The Custom Motorcycle Magazine

Paradigm Shift | 2012 Confederate X132 Hellcat Café Racer

By Jordan Mastagni, Photography by Talor Marion
2012 Confederate X132 Hellcat Cafe Racer
2012 Confederate X132 Hellcat Cafe Racer

Adhering to boundaries isn’t something Confederate Motorcycles of Birmingham, Alabama, can be linked to, not in the slightest. Ever since the company’s inception in 1992, Founder Matt Chambers made it his life’s work to do just the opposite. With the new Hellcat X132 Café, Confederate Motorcycles continues shifting the paradigm of conventional motorcycling.

We had the opportunity to pick Matt’s brain one afternoon. He’s a thoughtful gent that’s inspired by passion and many different forms of creativity, and his moxie and willingness to go against the grain is what sets Confederate apart from the rest.

HB: Confederate’s known for its radical designs…how did the X132 come to fruition?
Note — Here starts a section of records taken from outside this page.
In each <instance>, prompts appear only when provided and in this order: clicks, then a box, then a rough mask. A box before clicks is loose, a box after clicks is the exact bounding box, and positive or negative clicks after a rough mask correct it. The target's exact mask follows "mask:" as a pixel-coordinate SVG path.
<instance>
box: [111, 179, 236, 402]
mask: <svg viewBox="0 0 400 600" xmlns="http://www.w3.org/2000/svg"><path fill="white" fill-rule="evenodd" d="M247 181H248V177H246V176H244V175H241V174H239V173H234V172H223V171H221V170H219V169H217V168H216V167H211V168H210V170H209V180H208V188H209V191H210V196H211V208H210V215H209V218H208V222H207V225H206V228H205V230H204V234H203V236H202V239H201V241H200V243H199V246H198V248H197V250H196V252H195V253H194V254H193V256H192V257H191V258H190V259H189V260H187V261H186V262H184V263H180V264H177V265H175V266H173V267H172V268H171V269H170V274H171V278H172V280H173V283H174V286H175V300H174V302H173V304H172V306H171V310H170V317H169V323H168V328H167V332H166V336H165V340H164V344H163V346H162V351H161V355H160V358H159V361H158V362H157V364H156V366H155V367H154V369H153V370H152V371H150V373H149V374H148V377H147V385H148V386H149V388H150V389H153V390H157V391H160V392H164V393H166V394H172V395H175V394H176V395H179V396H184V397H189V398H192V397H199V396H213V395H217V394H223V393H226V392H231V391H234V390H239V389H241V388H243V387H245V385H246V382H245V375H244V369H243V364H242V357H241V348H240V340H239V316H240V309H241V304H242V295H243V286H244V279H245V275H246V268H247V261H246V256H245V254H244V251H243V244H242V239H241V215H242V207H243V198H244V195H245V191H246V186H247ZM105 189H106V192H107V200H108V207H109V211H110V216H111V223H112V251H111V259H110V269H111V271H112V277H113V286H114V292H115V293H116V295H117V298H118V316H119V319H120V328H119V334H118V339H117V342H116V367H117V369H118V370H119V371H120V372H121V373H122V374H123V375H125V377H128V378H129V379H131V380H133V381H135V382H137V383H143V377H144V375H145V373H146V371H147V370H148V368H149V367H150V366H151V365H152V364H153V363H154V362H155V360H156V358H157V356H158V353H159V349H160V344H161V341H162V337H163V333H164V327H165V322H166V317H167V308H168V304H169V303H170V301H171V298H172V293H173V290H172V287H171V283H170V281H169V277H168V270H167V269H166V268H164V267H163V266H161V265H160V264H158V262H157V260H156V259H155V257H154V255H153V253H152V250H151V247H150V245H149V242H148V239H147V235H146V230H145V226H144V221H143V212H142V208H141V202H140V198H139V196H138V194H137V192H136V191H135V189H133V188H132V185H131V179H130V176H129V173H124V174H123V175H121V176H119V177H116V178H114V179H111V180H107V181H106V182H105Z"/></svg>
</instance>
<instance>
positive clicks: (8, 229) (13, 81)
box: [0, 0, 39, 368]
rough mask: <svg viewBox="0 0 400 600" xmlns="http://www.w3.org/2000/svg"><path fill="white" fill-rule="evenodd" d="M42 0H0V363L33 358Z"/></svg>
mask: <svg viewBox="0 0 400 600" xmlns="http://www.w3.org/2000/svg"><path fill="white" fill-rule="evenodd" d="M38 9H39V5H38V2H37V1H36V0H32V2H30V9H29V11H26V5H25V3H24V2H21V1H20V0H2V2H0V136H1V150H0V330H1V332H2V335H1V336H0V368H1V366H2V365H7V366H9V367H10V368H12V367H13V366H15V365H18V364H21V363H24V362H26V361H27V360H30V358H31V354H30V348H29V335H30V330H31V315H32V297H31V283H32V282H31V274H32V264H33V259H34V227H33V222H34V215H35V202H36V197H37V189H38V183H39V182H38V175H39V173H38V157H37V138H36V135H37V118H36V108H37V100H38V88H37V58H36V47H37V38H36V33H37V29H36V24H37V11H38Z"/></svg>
MC: The goal with this particular bike was to make something that would really last. A motorcycle equivalent to your favorite leather jacket, with the dream and vision of it being something that was ageless. It’s our first motorcycle with a steel tank for that reason. Everything on the Hellcat X132 is so incredibly overbuilt I can’t imagine it wouldn’t perform 100 years from now like it does today. This particular model is patterned after the F6F Hellcat from WWII. There’s a certain lean minimal toughness we were going for and we were able to get the maximization of torque relative to weight. We were seeking the highest torque we could get from the bike. It doesn’t make a lot of high-end power but its got a lot of low-end capability right off idle. It starts to kick off power pretty fluently. As for the look of the bike…I think it’s a lovely thing. It’s kind of been keeping with where we were 20 years ago. It’s somewhere between an old Crocker or Vincent. It has a bit of a Vincent feel to me, kind of like a giant American Vincent motorcycle but not as small or dainty. This thing is built to look like it’s ready to break through a brick wall. I think it’s very industrial looking and it’s kind of beautiful, but for me it never was to be the most beautiful. But beauty is in the eye of the beholder, I guess.

HB: Being that this is the third iteration of the one that started it all, which Hellcat is your favorite?

2012 Confederate X132 Hellcat Cafe Racer

MC: They’re all quite wonderful. The first bike, what we decided to do was to take the transmission, four-speed S&S case back in 1992, and we re-machined it so essentially it would run in reverse. We built the package so it had the tightest center-to-center distance from crank output share. We were the first guys to really unitize that design. It was the first RSD architecture with the S&S motor we were running at the time, which carried over to the second generation [Hellcat], but this bike has the all-machined unitized case structure and that’s really the major innovation of this product because now the swingarm pivot is machined into the case and still has the vertical transmission. It’s also tighter than ever, which now makes an extremely rigid platform to build a motorcycle around. And that’s part of the reason the motorcycle is going to last so long is because it is built to such extremely robust specifications: the billet cases, giant swingarm pivot, and huge mounting system in the front. It was the first time we were able to take a clean sheet of paper and design the mounting system with a motorcycle. It’s also cradle-less, which made it easier to get the bike to meet its specifications. It’s definitely a bike that on the chassis dyno is going to line up perfectly. That’s always been a calling card for Confederate is that [the bikes] do line up very accurately and precise.

HB: It’s clear that aeronautics play a large part in Confederate’s architecture. Care to elaborate?

MC: It’s just the best place to start from. We have two guys, Rich Coon and Jason Reddick, that handle quality control on the final build of the Hellcat. Both were officers that spun wrenches in the military as airplane mechanics and they both love bikes and have built custom bikes, but at their core, they’re aircraft mechanics. And that’s what we wanted. They just understand about codification and the way you build, and how you make sure everything you do is memorialized the right way so it’s done properly. There’s also a certain intuitive emotion about it that when you’re flying you can’t have a mistake and we want to bring that to our motorcycles, because in a way they’re the same. The other thing is that for me personally, going back to Glenn Curtiss’ early motorcycle career, which some people think he was just as instrumental as the Wright Brothers in aviation, but he started off with motorcycles. Glenn Curtiss was kind of the initial guy that got motorcycling going, along with Harley-Davidson and Indian, but I think Curtiss gets less credit than he deserves. He was a real example of American exceptionalism and he won the first land speed record on a motorcycle [in 1903]. And he got out of motorcycling to go into aviation so that connective tissue goes back to the roots of American motorcycling. I feel like there’s a place in the market for a small batch of motorcycles to be built by a little company like this that would essentially be like what the Hellcat was to the Wildcat. Lighter, more powerful, better built, higher quality, more attention to detail, and no compromise and that’s kind of the niche we fill.